Metareview by Editor

Submitted by Tobias Kuhn on Thu, 06/29/2017 - 01:35

The manuscript presents an important idea that needs to be further developed to be acceptable for publication. In particular, the authors should address concerns about the unnecessarily complex and unconvincing argumentation, the lack of relevant literature, and the need to discuss assumptions and limitations.

Michel Dumontier (http://orcid.org/0000-0003-4727-9435)

Anonymous Review, submited after decision

Submitted by Michel Dumontier on Mon, 07/03/2017 - 17:15

Overall Impression: Weak
Suggested Decision: Reject
Technical Quality of the paper: N/A
Presentation: Weak
Reviewer`s confidence: High
Significance: Moderate significance
Background: Weak
Novelty: N/A
Data availability: N/A
Length of the manuscript: N/A

Summary of paper in a few sentences:

The author is submitting a position paper; I understand this to be a position statement paper, not an opinion but a paper in which the author states a position wrt to a problem of interest. However, it is not clear whether this is a position statement wrt semantic publications, or if this is a paper in which the author is presenting a framework. If the former, then the author fails to present a coherent position. If the latter, then the author fails in presenting a framework. Beyond these issues, there is the problem of readability. The paper is not clearly written, the English is not acceptable of publication standards, the paper is not well organized, there are typos, problems with punctuation, lack of examples, etc. In addition, it is not easy to understand the real scope of this paper, I am guessing the author is really trying to get a first impression about an idea; however, the idea is poorly presented. The problem is also not well discussed and again the paper is very disorganized –this is probably because the author is not clear as to the intention of the paper. The author should also consider the whole publication lifecycle; at the very least the author should somehow consider the publication workflow.

Reasons to accept:

Although the domain of the paper, semantics for scholarly papers, is interesting I really don’t think that this paper is ready to be accepted. The author needs to put some work in the paper and resubmit. This is interesting work that should be published but as it is right now it is not ready. The approach is interesting but again, it needs work before it is published.

Reasons to reject:

The paper lacks scope, it is difficult to read, the English doesn’t make it easy for the reader to understand the paper. The author makes quite a few unsubstantiated claims that should be better supported; there is quite a lot of literature that is not referenced in this paper and that is quite relevant. There are also commercial applications that should be analyzed against the ideas presented by the author, e.g. nature science graph, and others that I give in my review.

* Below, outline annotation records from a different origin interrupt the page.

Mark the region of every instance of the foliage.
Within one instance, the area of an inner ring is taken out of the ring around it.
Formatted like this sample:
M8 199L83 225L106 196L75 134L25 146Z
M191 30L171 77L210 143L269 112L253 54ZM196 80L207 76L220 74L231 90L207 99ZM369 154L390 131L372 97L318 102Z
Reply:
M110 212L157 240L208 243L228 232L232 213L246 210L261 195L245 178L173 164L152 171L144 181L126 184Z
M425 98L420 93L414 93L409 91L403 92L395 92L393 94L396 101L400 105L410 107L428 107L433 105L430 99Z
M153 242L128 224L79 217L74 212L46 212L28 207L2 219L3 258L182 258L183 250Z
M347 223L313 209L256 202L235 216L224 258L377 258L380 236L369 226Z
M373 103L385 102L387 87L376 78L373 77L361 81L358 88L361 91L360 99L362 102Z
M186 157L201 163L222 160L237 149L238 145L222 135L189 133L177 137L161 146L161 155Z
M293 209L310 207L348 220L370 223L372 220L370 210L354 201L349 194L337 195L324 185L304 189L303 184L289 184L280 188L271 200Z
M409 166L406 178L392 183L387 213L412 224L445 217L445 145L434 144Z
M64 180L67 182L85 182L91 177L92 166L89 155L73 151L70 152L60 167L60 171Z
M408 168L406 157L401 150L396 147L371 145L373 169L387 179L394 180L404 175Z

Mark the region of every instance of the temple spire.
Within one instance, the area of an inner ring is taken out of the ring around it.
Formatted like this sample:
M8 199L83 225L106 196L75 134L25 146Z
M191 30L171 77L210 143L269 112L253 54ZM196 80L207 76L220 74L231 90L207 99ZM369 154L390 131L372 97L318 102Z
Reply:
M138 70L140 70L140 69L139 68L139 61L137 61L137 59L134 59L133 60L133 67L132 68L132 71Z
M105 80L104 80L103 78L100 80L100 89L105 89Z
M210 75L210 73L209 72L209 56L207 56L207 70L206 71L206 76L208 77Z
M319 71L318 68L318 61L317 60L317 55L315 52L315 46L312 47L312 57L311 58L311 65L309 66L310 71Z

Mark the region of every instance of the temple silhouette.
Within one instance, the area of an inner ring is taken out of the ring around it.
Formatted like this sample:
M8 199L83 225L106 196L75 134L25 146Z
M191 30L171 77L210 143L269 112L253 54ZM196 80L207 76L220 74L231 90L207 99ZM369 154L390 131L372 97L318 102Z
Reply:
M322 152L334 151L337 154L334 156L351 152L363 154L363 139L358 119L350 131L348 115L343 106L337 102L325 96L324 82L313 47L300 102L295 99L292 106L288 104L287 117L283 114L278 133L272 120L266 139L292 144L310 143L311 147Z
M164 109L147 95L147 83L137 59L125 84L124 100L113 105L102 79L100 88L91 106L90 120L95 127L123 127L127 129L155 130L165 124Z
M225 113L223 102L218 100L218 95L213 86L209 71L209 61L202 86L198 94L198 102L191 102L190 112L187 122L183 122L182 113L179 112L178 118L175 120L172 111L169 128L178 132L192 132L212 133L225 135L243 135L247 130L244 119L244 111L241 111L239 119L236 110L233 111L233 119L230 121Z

The author is submitting a “position” paper; I understand this to be a position statement paper. However, it is not clear whether this is a position statement wrt semantic publications, or if this is a paper in which the author is presenting a framework. If the former, then the author fails to present a coherent position. If the latter, then the author fails in presenting a framework. Beyond these issues, there is the problem of readability. The paper is not clearly written, the English is not acceptable of publication standards, the paper is not well organized, there are typos, problems with punctuation, etc. In addition, it is not easy to understand the real scope of this paper, I am guessing the author is really trying to get a first impression about an idea; however, the idea is poorly presented. The problem is also not well discussed and again the paper is very disorganized –this is probably because the author is not clear as to the intention of the paper.

The author touches on semantic publications but does not contextualize the work within any publication workflow. How are we getting there? Is this an approach that will work only for new publications that are born within the idea/framework/context that the author is presenting?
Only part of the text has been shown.